Info regulator to approach Hawks, SSA over Viewfines leak
Investigations are underway after yet another major data leak involving an online traffic fine information service.
The Information Regulator will be writing to the Hawks and the State Security Agency to offer its assistance with the investigation into the recent leak of close to one million records.
It emerged last week that a server, containing more than 934 000 records, including roughly 788 000 unique email addresses, was published online.
The compromised information includes plain-text passwords, ID numbers, as well as contact particulars, among others.
The file is believed to belong to the online traffic fine service Viewfines.co.za, which has admitted the leak - seemingly accidental - could have come from its site.
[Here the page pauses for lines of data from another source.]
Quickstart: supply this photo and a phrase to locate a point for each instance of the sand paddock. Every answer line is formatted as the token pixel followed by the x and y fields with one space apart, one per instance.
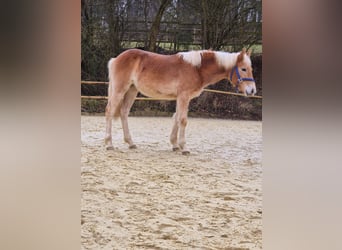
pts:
pixel 154 198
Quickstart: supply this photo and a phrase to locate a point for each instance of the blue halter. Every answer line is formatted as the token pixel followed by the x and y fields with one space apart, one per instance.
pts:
pixel 239 77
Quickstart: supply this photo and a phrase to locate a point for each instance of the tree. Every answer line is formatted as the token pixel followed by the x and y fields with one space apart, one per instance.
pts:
pixel 156 25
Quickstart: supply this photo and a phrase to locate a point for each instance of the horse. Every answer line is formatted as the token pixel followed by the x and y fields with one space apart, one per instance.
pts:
pixel 180 77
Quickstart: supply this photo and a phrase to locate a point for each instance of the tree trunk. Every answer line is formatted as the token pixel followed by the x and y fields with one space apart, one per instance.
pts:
pixel 156 25
pixel 205 44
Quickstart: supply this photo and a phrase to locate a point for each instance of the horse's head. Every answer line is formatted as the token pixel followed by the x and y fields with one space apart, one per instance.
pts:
pixel 241 75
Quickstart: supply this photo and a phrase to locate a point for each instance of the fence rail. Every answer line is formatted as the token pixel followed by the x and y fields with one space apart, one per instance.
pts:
pixel 161 99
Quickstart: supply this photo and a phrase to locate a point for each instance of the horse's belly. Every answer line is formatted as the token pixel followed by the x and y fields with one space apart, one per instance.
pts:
pixel 155 91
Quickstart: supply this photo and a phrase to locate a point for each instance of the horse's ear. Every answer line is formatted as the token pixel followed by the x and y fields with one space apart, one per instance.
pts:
pixel 241 54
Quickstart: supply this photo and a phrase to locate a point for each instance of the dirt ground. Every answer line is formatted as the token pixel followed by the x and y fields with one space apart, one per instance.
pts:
pixel 154 198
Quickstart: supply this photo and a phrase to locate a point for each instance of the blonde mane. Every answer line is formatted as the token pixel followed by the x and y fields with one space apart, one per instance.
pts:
pixel 224 59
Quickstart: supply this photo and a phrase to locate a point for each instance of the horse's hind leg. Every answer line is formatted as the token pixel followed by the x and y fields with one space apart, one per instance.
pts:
pixel 125 108
pixel 181 120
pixel 112 111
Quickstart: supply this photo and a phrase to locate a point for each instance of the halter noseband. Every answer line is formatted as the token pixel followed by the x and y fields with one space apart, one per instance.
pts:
pixel 244 79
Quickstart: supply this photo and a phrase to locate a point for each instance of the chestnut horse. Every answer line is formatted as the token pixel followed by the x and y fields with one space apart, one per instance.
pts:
pixel 181 77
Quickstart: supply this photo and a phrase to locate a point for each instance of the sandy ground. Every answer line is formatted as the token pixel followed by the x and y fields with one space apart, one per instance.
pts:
pixel 154 198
One of its owners, Stephen Birkholtz, said Friday they were still trying to determine how the data was exposed.
ALSO READ: Hawks probing Viewfines leak
Advocate Pansy Tlakula, who was appointed as the Information Regulator in 2016, says they have now also written to the Aggregated Payment Systems (APS) to express concern over the leak.
According to its LinkedIn page, APS - with which Birkholtz is also associated - is a "database of outstanding fines collected on behalf of contracted service providers".
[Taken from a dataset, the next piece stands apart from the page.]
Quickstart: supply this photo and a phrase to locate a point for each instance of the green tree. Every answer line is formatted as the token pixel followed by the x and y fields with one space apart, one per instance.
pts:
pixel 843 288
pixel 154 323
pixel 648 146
It further states APS has contracts with three major banks - Absa, FNB, and Standard bank; the Post Office and; retailers such as Pick n Pay, Shoprite Checkers, and Spar.
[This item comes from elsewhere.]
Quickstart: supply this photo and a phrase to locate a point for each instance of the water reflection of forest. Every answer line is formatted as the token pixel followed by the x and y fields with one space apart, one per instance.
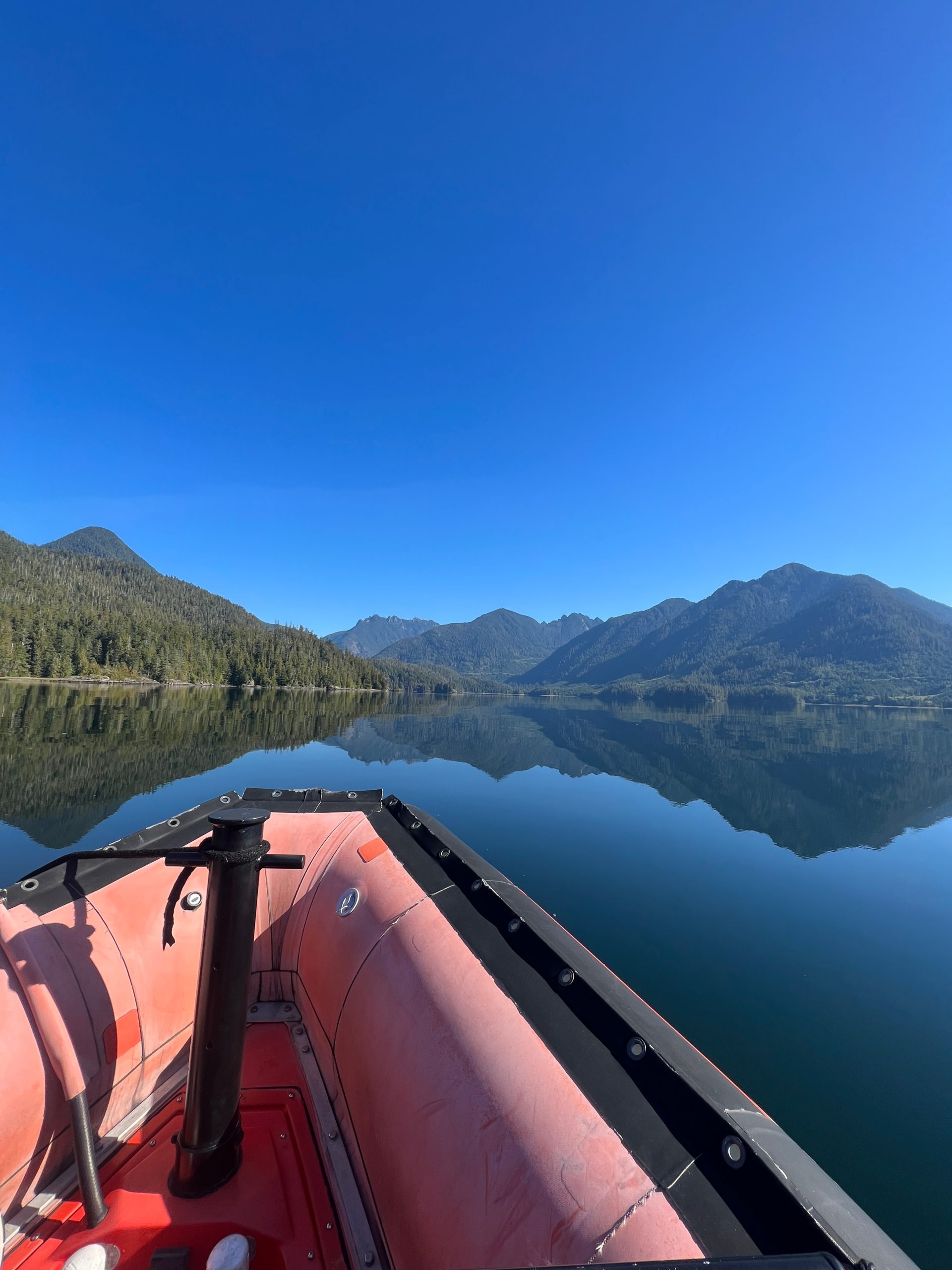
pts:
pixel 813 780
These service providers are linked with traffic law enforcement agencies and Viewfines - the company states - "brings all this information together for the public under one umbrella".
It is unclear whether the compromised information belongs only to motorists who have registered with Viewfines, or whether a larger group of motorists are implicated.
But Jacarandafm News has managed confirm at least one email address registered with Viewfines has been implicated, according to am email-check on haveibeenpwned.com
(Click here to see if your email address was among the 788 000 thousand exposed)
Proactive protection of information
Tlakula admits, as certain sections of the Protection of Personal Information Act (POPI) are yet to come in effect, her office is unable to take steps against information holders for compromising data.
"We cannot take any concrete action against them," she said by phone, "but we encourage all responsible parties to ensure that they get used to the idea of complying with the Act."
This is the second major data breach in South Africa since October 2017.
Around 60 million records, in a file named 'Master Deeds', was discovered on a publicly accessibly server, in what is now being described as the biggest leak of personal information that South Africa has seen.
The Hawks expects an updated report into its investigation into the incident some time this week.